Monday, February 14, 2011
Jurisdictions that do not recognize same-sex marriages or civil unions have nevertheless been sites of petitions for divorce or dissolution of a legal status granted in another jurisdiction. In an article forthcoming in California Western International Law Journal, Professor L. Lynn Hogue argues that such a denial is unconstitutional.

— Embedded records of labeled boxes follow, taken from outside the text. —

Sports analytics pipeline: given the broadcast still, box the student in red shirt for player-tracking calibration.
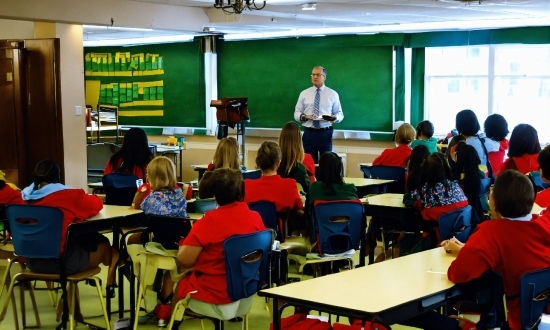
[372,123,416,168]
[500,124,540,174]
[103,127,153,179]
[244,141,304,216]
[535,145,550,208]
[21,160,118,296]
[177,168,265,304]
[442,170,550,329]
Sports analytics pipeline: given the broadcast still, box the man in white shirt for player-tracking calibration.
[294,66,344,163]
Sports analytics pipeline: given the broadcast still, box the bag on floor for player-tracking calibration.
[269,314,332,330]
[332,320,390,330]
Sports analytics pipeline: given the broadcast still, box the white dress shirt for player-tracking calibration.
[294,85,344,128]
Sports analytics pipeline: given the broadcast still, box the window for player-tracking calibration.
[425,45,550,144]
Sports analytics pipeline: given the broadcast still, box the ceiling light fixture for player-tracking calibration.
[214,0,265,15]
[302,3,317,10]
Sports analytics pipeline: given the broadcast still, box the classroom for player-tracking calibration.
[0,0,550,329]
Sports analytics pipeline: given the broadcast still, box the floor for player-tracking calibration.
[0,233,413,330]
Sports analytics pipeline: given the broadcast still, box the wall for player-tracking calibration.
[34,22,87,188]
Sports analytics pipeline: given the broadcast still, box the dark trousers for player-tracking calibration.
[302,127,333,164]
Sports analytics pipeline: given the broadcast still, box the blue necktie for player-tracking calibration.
[313,88,321,128]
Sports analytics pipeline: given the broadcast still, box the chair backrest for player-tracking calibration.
[242,170,262,180]
[369,165,405,194]
[437,205,474,243]
[6,204,63,258]
[101,172,139,206]
[147,214,191,250]
[223,229,273,301]
[527,171,550,194]
[520,268,550,329]
[312,199,366,256]
[248,201,280,239]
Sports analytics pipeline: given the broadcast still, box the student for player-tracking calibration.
[0,171,23,206]
[103,127,153,179]
[277,121,315,194]
[404,152,468,221]
[372,123,416,168]
[411,120,437,153]
[244,141,304,217]
[451,142,487,222]
[442,170,550,329]
[308,151,358,209]
[500,124,540,174]
[207,137,241,171]
[405,144,430,192]
[177,168,265,324]
[483,113,509,175]
[535,145,550,208]
[455,109,499,166]
[21,160,118,297]
[128,156,187,327]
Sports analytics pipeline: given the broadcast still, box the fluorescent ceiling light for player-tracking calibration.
[82,25,154,31]
[223,17,548,41]
[83,35,195,47]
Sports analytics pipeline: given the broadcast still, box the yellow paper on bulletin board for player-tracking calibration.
[86,80,101,108]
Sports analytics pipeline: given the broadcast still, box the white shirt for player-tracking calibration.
[294,85,344,128]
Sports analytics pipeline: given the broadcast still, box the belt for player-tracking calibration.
[304,126,332,132]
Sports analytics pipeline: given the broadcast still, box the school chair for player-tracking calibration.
[101,172,139,206]
[168,230,273,330]
[519,268,550,330]
[437,205,474,243]
[288,199,366,279]
[527,171,550,195]
[133,215,191,329]
[0,205,110,330]
[368,165,405,194]
[242,170,262,180]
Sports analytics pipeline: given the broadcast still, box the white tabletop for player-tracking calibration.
[344,177,395,187]
[88,205,143,220]
[261,248,454,314]
[362,194,406,207]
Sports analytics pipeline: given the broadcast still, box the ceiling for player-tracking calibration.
[84,0,550,40]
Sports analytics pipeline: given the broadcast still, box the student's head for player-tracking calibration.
[204,168,244,206]
[147,156,176,190]
[316,151,344,183]
[416,120,434,139]
[213,137,240,170]
[407,144,430,191]
[455,109,480,136]
[32,159,61,189]
[489,170,535,218]
[421,152,451,188]
[483,113,510,142]
[256,141,281,172]
[109,127,153,173]
[508,124,540,157]
[537,145,550,181]
[395,123,416,145]
[278,121,304,175]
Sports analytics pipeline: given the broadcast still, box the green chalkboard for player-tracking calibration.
[84,41,206,127]
[218,36,393,132]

Hogue's article is entitled The Constitutional Obligation To Adjudicate Petitions for Same-Sex Divorce and the Dissolution of Civil Unions and Analogous Same- Sex Relationships: Prolegomenon to a Brief, and is available on ssrn here. He bases his argument on what he terms a "trifecta" of three cases: Williams v. North Carolina, 317 U.S. 287 (1942), which considers the validity of migratory divorce, Boddie v. Connecticut, 401 U.S. 371 (1971), holding unconstitutional a mandatory filing fee for divorce, and Hughes v. Fetter, 341 U.S. 609 (1951), a less well known case discussing the Full Faith and Credit Clause. Hogue concludes that this "trifecta," which he amplifies with a host of other cases, must prevail over Congress' Defense of Marriage Act and state jurisdictional rules.
It's a succinct argument suitable for Valentine's Day reading.